The Decree following the Reichstag Fire led to emergency measures that created a state of exception. It suspended the personal liberties listed in the Weimar Constitution, including the rights of personal freedom, freedom of opinion, freedom of the press, freedom of organization and assembly, and privacy of communication. The Decree was followed by the Enabling Act (23 March 1933) which enabled the cabinet to enact laws without the participation of the Reichstag. In sum, it led to the consolidation of the Nazi regime (See: Ayşe Kadıoğlu “Necessity and State of Exception: Turkish State's Permanent War with its Kurdish Citizens” in Riva Kastoryano (ed), Turkey Between Nationalism and Globalization, Routledge, 2013). There are already signs of the suspension of the juridical order with dozens of members of the Council of State and Court of Cassation taken into custody in less that 24 hours after the coup état attempt.
I could not help but remember the days when the expression “consolidation” denoted the consolidation of democracy and the issues surrounding it in the literature on democratization in Turkey. After July 15, we now talk about the consolidation of a new type of authoritarianism in Turkey. Some call it competitive authoritarianism (See; Berk Esen and Sebnem Gumuscu, “RisingCompetitive Authoritarianism in Turkey,” Third World Quarterly, 19 February 2016).
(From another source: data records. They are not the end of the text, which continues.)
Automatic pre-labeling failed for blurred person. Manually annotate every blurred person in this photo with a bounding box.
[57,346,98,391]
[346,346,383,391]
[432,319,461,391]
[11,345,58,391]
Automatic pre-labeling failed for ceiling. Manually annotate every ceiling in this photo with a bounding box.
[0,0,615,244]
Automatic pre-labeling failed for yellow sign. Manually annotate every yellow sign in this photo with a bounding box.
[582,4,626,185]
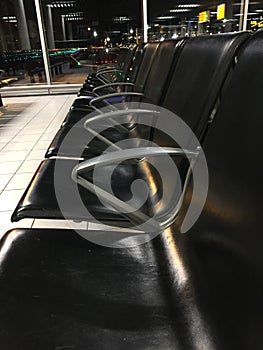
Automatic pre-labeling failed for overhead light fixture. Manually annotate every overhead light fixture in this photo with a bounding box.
[170,8,191,13]
[177,4,200,8]
[157,16,175,20]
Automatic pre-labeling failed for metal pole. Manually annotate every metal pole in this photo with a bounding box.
[142,0,148,43]
[242,0,249,30]
[15,0,31,50]
[35,0,51,85]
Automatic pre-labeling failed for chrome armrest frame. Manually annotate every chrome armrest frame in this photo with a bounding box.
[84,108,160,151]
[84,108,161,130]
[92,82,134,93]
[89,92,144,113]
[71,147,199,231]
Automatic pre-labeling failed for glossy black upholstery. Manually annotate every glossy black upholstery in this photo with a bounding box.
[63,40,174,126]
[83,45,138,95]
[77,45,144,101]
[0,31,263,350]
[46,40,183,158]
[12,33,251,224]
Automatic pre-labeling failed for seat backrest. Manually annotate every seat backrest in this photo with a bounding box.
[176,31,263,237]
[143,32,249,224]
[121,45,137,81]
[126,45,144,83]
[134,43,159,92]
[162,32,249,138]
[139,39,184,105]
[167,31,263,349]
Fascism: conservatism made popular and plebeian
There is no doubt that we are witnessing the consolidation of a new form of authoritarian regime with a populist streak. I cannot help but remember a quote by Barrington Moore (Social Origins of Dictatorship and Democracy, Beacon Press, Boston, 1966 [1993], p.447): “…fascism is inconceivable without democracy or what is sometimes more turgidly called the entrance of the masses onto the historical stage. Fascism was an attempt to make reaction and conservatism popular and plebeian, through which conservatism, of course, lost the substantial connection it did have with freedom…”.